In a resin composition comprising an epoxy resin, a curing agent, a curing accelerator, and an organic solvent,
The curing agent contains an active ester type curing agent, and the active ester type curing agent is 50 to 200 parts by weight with respect to 100 parts by weight of the epoxy resin,
The curing accelerator includes an imidazole compound and a phosphorus compound, and the content of the curing accelerator is 0.8 to 10 parts by weight with respect to 100 parts by weight of the active ester type curing agent.

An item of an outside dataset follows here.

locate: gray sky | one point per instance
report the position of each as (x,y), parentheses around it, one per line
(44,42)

A thermosetting resin composition.   The thermosetting resin composition according to claim 1, wherein a weight ratio of the imidazole compound and the phosphorus compound is 1: 0.5 to 1: 1.3.   The thermosetting resin composition according to claim 1, wherein the imidazole compound has a triazine ring.   2. The thermosetting resin composition according to claim 1, wherein the total amount of the curing accelerator is 2.5 to 6 parts by weight with respect to 100 parts by weight of the total amount of the active ester curing agent. object   The thermosetting resin composition according to claim 1, further comprising an inorganic filler.   The thermosetting resin composition according to claim 5, wherein the inorganic filler is a layered silicate and / or silica.   A resin film formed by performing a process of volatilizing an organic solvent in the thermosetting resin composition according to any one of claims 1 to 6 and forming a film.   A laminated board comprising a conductive layer made of a plating and copper foil laminate.   A prepreg obtained by impregnating a base material with the thermosetting resin composition according to claim 1 and volatilizing an organic solvent.   A conductive layer comprising plating and copper foil lamination is formed on any of the resin composition according to any one of claims 1 to 6, the resin film according to claim 7, or the prepreg according to claim 9. The laminated board characterized by becoming.